Data_Transfer transformation in Data Services
When there is a need of pushing operations to the database server rather than loading Job server, we can use Data_Transfer as a Transformation step in Data services. The idea is to push down resource-consuming operations to database server such as Joins, Group By and Sorts using a temporary staging Area.
It writes the data from a source or the output from another transform into a transfer object and subsequently reads data from the transfer object. The transfer type can be a relational database table, persistent cache table, or file.
Use the Data_Transfer transform to push down operations to the database server when the transfer type is a database table.
The data input is from a source or the output data set from another transform with rows flagged with the NORMAL operation code.

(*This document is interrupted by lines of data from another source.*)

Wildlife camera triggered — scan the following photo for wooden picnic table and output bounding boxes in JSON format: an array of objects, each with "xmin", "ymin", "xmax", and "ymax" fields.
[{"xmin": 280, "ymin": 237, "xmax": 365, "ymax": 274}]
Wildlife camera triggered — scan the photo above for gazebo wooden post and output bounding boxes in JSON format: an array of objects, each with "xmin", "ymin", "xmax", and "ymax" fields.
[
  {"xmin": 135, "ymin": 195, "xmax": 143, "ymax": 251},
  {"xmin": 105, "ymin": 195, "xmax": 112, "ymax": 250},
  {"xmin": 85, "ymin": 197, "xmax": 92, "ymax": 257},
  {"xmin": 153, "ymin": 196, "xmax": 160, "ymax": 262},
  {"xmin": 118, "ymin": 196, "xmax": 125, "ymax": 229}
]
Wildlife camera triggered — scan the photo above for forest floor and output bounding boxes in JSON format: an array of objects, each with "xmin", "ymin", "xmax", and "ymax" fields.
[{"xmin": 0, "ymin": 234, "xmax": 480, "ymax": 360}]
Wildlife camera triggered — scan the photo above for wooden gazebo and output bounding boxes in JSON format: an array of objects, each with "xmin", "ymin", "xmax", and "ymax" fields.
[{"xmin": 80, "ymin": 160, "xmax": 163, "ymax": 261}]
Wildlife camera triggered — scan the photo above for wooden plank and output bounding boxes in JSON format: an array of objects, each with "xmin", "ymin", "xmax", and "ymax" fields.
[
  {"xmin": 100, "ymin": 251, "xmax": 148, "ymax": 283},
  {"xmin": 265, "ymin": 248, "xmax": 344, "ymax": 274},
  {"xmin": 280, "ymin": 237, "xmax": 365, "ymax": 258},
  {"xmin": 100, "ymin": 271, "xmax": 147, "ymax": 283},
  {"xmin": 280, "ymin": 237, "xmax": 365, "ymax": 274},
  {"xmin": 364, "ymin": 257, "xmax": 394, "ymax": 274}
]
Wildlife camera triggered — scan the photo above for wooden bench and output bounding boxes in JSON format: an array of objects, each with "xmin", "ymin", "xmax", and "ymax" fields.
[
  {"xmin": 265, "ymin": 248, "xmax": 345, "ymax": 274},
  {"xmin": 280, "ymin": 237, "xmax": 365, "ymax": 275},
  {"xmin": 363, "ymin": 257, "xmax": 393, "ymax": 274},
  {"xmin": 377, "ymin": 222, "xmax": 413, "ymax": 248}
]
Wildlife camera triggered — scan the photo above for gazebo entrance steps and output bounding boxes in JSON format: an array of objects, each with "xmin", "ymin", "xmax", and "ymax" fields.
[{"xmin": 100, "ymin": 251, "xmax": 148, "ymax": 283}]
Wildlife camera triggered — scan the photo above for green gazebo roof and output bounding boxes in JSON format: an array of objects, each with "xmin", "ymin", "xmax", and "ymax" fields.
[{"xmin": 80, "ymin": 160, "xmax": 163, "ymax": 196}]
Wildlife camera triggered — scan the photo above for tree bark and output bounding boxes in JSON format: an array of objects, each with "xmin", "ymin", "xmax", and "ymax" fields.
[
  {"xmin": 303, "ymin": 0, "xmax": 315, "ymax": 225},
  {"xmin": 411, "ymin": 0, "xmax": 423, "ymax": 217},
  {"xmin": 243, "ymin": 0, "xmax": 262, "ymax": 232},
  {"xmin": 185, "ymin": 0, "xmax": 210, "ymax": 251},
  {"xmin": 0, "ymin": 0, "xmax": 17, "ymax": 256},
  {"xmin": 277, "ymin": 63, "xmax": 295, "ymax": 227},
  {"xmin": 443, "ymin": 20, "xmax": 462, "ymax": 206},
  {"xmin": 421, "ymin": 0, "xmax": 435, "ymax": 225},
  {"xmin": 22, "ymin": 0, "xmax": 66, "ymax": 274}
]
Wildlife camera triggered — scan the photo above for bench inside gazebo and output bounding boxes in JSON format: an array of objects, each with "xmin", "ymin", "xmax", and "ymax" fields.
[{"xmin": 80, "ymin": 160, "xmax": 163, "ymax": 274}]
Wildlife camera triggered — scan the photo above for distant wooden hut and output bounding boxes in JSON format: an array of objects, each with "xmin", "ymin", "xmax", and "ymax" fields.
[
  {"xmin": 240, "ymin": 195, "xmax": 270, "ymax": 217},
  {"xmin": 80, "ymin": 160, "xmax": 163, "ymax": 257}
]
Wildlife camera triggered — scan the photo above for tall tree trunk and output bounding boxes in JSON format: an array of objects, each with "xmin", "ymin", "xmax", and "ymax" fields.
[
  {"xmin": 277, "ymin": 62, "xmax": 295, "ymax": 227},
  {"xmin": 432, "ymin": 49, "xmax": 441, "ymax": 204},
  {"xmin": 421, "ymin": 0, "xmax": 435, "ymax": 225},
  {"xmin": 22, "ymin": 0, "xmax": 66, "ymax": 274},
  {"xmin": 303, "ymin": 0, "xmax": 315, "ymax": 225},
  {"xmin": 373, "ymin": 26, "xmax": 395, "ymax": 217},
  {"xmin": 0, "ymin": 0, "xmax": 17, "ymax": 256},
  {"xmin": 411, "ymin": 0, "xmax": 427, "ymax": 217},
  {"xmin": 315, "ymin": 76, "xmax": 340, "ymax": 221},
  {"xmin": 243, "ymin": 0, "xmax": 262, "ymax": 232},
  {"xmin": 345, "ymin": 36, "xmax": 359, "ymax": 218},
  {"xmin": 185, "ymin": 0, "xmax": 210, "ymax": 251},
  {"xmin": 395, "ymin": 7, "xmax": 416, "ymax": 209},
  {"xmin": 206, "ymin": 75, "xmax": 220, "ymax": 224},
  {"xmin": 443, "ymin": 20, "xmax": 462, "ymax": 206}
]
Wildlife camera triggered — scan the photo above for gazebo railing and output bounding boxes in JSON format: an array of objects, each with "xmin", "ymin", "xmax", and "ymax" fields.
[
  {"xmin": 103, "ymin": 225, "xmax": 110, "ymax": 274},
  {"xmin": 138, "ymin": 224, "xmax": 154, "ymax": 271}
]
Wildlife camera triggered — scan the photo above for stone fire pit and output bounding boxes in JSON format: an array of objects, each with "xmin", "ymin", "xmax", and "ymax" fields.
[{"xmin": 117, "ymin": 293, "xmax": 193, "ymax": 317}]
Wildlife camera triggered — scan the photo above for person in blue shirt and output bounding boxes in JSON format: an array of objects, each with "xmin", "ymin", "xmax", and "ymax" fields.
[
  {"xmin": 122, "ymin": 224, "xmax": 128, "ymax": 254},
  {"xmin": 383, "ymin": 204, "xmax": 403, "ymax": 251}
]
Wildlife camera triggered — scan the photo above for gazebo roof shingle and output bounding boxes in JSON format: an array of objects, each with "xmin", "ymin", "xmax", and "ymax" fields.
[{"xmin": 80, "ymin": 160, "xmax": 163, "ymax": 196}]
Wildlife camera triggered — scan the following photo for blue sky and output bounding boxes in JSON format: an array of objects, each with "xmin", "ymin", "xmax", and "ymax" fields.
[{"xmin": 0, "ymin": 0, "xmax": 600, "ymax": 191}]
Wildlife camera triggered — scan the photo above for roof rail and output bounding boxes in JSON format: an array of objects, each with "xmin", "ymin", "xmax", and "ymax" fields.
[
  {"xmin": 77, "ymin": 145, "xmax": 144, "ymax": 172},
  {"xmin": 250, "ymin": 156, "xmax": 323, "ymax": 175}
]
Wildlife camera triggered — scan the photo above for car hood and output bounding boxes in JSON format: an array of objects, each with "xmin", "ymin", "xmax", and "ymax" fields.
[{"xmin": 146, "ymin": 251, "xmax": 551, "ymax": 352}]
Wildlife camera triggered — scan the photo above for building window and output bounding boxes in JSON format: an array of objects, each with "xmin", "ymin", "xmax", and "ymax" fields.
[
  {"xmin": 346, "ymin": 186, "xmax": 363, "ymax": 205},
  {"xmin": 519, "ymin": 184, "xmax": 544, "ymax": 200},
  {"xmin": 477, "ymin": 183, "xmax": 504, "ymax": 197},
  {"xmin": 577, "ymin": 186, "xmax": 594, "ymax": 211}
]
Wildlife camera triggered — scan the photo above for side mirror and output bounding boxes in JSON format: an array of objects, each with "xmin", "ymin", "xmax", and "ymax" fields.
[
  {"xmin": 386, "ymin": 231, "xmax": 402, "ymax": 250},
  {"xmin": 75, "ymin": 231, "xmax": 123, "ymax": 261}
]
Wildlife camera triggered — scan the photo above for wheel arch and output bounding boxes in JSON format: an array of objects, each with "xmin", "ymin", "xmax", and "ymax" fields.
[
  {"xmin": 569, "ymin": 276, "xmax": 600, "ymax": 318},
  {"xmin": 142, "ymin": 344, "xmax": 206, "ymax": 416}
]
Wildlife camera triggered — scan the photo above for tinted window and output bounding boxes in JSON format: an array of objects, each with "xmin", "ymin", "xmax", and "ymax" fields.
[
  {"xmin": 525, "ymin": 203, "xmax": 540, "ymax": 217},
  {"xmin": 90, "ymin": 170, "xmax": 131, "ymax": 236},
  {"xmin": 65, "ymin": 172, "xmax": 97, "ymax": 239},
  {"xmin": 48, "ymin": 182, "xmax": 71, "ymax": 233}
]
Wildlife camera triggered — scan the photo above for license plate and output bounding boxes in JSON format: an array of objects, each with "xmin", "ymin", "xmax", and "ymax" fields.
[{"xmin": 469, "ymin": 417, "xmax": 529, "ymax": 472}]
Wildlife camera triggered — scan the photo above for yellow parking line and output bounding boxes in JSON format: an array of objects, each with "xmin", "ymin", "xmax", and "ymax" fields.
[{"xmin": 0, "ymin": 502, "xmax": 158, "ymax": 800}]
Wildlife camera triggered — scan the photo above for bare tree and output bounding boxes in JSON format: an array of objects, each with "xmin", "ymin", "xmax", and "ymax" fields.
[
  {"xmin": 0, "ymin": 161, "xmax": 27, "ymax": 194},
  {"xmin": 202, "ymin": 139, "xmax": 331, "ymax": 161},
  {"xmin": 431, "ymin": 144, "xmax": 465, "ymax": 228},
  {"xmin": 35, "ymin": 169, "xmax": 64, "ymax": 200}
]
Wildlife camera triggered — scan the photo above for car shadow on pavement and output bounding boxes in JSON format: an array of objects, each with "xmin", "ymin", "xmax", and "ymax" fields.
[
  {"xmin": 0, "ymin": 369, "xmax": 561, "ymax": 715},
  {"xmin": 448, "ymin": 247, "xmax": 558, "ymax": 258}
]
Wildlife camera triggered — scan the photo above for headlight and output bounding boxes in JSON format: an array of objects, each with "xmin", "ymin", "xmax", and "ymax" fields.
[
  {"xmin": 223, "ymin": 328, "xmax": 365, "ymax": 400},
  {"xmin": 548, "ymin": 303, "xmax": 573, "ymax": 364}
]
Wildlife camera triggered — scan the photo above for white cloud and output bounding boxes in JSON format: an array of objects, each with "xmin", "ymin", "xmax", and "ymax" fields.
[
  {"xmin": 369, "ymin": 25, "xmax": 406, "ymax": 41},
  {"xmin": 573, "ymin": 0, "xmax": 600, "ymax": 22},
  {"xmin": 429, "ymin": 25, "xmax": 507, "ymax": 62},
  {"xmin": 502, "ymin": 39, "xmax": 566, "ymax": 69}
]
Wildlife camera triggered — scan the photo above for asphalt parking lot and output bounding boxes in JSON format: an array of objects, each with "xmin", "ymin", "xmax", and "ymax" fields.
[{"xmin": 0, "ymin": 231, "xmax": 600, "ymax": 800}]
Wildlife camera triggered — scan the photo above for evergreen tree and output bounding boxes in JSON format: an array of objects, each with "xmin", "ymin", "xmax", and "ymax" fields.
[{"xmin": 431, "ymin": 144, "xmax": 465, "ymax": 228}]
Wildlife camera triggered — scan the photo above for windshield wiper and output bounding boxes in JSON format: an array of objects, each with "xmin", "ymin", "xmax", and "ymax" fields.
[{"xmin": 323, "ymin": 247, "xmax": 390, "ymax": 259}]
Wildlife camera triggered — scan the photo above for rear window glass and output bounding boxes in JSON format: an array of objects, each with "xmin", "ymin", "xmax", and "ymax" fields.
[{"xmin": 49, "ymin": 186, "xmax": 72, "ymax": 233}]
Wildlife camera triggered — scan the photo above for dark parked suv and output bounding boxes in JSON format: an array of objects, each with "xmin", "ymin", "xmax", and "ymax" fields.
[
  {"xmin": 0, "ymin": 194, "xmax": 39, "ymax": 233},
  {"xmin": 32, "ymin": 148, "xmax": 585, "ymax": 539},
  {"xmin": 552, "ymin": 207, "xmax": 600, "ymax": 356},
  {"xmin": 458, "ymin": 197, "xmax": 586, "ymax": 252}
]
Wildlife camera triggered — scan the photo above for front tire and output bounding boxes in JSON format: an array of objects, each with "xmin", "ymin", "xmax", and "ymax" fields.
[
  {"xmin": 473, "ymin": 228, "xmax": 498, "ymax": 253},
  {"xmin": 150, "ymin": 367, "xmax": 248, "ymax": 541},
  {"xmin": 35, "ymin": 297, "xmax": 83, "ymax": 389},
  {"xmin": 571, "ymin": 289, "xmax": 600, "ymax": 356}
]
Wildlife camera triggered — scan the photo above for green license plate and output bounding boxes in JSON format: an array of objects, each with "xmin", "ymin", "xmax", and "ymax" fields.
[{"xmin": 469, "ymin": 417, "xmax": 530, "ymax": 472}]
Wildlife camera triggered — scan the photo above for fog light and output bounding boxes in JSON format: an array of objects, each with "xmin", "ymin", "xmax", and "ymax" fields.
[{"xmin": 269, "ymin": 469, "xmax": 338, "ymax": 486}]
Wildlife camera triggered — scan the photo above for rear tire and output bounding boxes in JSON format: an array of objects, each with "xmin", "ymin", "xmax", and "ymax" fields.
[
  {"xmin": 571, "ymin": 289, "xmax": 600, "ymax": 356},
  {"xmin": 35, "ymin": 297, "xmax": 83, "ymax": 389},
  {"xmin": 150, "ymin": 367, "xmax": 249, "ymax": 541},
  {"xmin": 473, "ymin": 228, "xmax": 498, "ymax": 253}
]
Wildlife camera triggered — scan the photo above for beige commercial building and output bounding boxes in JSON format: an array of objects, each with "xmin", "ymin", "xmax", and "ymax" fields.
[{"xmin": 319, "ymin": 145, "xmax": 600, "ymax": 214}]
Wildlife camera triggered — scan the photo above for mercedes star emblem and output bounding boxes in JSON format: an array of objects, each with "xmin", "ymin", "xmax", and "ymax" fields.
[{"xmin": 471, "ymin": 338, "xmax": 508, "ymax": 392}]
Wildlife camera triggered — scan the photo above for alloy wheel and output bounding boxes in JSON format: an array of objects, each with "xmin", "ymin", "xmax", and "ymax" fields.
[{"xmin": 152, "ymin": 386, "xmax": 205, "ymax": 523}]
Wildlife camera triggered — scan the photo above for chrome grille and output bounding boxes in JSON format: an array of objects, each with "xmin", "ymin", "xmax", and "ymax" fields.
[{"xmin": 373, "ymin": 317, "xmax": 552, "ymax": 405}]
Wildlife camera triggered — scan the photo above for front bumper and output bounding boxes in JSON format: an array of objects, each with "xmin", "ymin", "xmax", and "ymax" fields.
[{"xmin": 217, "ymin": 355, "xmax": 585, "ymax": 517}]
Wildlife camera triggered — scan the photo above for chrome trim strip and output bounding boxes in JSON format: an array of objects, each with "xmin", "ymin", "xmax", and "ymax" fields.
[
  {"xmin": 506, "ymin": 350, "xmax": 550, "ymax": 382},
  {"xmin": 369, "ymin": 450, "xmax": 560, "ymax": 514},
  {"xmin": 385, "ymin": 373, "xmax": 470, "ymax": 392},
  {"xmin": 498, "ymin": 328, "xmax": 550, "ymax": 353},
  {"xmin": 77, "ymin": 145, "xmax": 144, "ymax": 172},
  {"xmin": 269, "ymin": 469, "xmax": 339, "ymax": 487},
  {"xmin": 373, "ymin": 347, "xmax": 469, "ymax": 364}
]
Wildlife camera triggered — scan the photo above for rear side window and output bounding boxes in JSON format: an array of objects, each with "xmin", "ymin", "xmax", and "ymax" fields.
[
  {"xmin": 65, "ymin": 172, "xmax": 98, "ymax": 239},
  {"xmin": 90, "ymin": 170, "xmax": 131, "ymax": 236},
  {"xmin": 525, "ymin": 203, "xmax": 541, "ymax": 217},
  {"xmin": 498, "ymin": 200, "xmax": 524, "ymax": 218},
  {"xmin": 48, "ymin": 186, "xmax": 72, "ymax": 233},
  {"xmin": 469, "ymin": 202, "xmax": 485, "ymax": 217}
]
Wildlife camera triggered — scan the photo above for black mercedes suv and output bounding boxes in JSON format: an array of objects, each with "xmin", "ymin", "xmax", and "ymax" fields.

This data is referred to as the input data set.
The input data set must not contain hierarchical (nested) data.
A data set with the same schema and the same operation code as the input data set. If a subsequent ORDER BY or GROUP BY is pushed down to the database, the output rows are in the ORDER BY (or GROUP BY) order.
Let us develop a sample scenario discussing the usage of Data_Transfer.
Scenario: Customer Order information is stored in a table keyed in after cust_id, but customer name is not available. Scenario demands to look for customer name in another table, and then present the sum of order price based on Customer.
Key Feature: We will break this into steps.
(1) Use external look up to retrieve customer name based on input as cust_id from current table.
(2) Push down the operation of group by to database server to retrieve sum.
After we build the solution, Data flow will look as below.
(1) (1) Create a Job and Data Flow with proper names.
(2) (2) Drag and Drop the source ‘orders’ from Datastore.
(1) (3) In the next step, define new Query (Query_lookup).
Copy all the source fields except cust_id to Schema Out. Add new field Customer_name.
Define External Look up by selecting Customer_name, in the mapping editor select Functions >> Lookup Functions >> lookup_ext and define the look up table, condition, output as per the screenshot below.
(1) (4) Now pull Data_Transfer transformation from Object Library >> Transform >> Data Integrator >> Data_Transfer and drop it in the workspace.
Select Transfer type to be ‘File’, specify Root directory and File name.
Data_Transfer is going to create a temporary staging area at run time, with values as defined by Data Flow. Later these entries can be retrieved to perform succeeding operations until they are mapped to final target.
The life time of ‘Order_staging_data_transfer.txt’ is execution time.
(1) (5) To perform succeeding operations, define another Query ‘Query_groupby’, for determining the sum of order price per each customer.
Define in the mapping editor
a. OrderPrice as Sum(Data_Transfer.OrderPrice)
b. Custname as Customer_name and GROUP BY as ‘Data_Transfer.Customer_name’.
(1) (6) Last step is to map it to target; in this case it is File format ‘OrdersTransfer.txt’.
Observation: During run time, you observe a file is created temporarily, and vanish after execution.
The contents of the file contains encrypted data.
Finally the target file is generated as per the screen shot below.